Mayor also names counsel, Aging departments head
From Bill de Blasio
Mayor Bill de Blasio announced three key appointments to his administration on Tuesday. The mayor named Maya Wiley as Counsel to the Mayor, appointed Donna M. Corrado to serve as commissioner at the Department for the Aging and Emily Lloyd as commissioner for the Department of Environmental Protection.
“Today’s appointees are well-respected leaders with first-hand knowledge about delivering quality service for their constituencies and are no strangers to handling difficult tasks and large-scale projects. Their impressive track records speak for themselves, and I couldn’t be prouder or more confident in their capabilities and commitment to service,” said Mayor de Blasio.
Maya Wiley is a civil rights attorney with extensive experience advocating on behalf of the poor, the marginalized and the underserved in New York City, across the country, and around the world. Wiley is the President and Founder of the Center for Social Inclusion, which she founded in 2002 to support ideas, strategies and leadership to transform the relationship between institutions and policies in order to better promote racial equity, opportunity and prosperity for all. Wiley has also enjoyed an illustrious legal career, and brings to the de Blasio administration a lifetime of advocating for equal access and opportunity under the law.
As Counsel to the Mayor, Wiley will advise the mayor on legal matters involving City Hall and the executive staff, as well provide counsel to the mayor on the legal aspects of policy and administrative matters. She will also spearhead special projects, such as efforts to invest in New York’s technology infrastructure and expand broadband access across all five boroughs.
“Mayor de Blasio has made rebuilding and strengthening the ladder of opportunity central to his mission to lift New York out of the income inequality crisis we are in. Inequality – in any form – has been the focus of my entire professional career, and I am honored to have the opportunity to work with this administration to help enact policies that will ensure that all New Yorkers, regardless of their backgrounds, have a shot at success,” said Wiley.
Emily Lloyd, currently the Administrator of Prospect Park and President of the Prospect Park Alliance, is a veteran of city government with the experience and management skills necessary to manage and conserve the city’s thousands of miles of watershed and infrastructure. This is in addition to overseeing the regulation of air quality, hazardous waste, and critical quality of life issues. She will be tasked with improving the resiliency of the city’s aging water infrastructure to better prepare for upcoming storms, continuing to repair and rebuild after Hurricane Sandy, and helping home and property owners better understand their waters bills and navigate the billing dispute process.
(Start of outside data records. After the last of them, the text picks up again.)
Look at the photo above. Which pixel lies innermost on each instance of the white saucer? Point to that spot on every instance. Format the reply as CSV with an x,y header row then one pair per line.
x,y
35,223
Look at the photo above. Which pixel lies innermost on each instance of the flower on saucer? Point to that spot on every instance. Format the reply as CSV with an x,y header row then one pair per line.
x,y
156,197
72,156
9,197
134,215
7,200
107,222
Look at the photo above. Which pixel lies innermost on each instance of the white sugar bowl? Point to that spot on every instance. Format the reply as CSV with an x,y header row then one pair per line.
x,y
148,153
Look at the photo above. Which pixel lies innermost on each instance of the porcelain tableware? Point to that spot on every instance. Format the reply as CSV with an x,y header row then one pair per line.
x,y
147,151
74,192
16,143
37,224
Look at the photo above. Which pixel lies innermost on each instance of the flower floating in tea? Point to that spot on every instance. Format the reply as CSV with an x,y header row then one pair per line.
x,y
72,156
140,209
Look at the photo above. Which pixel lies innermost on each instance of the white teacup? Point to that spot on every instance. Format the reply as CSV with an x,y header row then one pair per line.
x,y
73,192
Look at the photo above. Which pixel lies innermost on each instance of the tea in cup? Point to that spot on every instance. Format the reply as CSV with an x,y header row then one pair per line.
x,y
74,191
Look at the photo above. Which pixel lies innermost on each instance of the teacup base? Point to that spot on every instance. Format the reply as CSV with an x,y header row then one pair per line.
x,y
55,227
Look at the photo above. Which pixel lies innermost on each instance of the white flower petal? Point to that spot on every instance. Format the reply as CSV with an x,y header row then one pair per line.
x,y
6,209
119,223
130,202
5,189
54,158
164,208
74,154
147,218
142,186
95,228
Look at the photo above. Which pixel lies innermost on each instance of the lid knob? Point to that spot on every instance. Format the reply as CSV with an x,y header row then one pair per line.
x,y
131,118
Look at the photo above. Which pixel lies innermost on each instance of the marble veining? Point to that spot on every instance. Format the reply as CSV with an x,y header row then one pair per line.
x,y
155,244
“At a time when natural resources are increasingly scarce and extreme weather events are increasingly common, we need to get much more prudent about managing our water supply and ensuring our infrastructure is ready to handle any storm that might strike next. The very safety and well-being of New Yorkers are at stake. We also need to create a much more accessible and user-friendly department that serves all New Yorkers – one that allows our customers to understand, and, if necessary, contest and their bills quickly and easily. I’m grateful to be able to take the lead on forging that path,” said Lloyd.
Donna M. Corrado, a committed and experienced leader who spent more than 22 years working at Catholic Charities, has dedicated her career to expanding—and improving—social services for New York City’s most vulnerable residents. Corrado will be charged with spearheading Mayor de Blasio’s plan to protect the city’s seniors in the face of rising costs of living. This includes keeping seniors center open, preserving and expanding affordable housing options, and improving outreach and service delivery to the city’s elderly.
“Almost a quarter of our seniors live at or below the poverty line—even with social security benefits. This is unacceptable. With a growing elderly population that’s expected to double by 2040 and growing living costs in New York City, we need to do more to reach our seniors. I am humbled and encouraged by the opportunity to do so on such a broad level. I look forward to working with community partners and social service organizations to bolster and revamp service delivery for our most elderly New Yorkers. Our seniors deserve not only respect, but the care and support of our city agencies,” said incoming DFTA Commissioner Donna M. Corrado.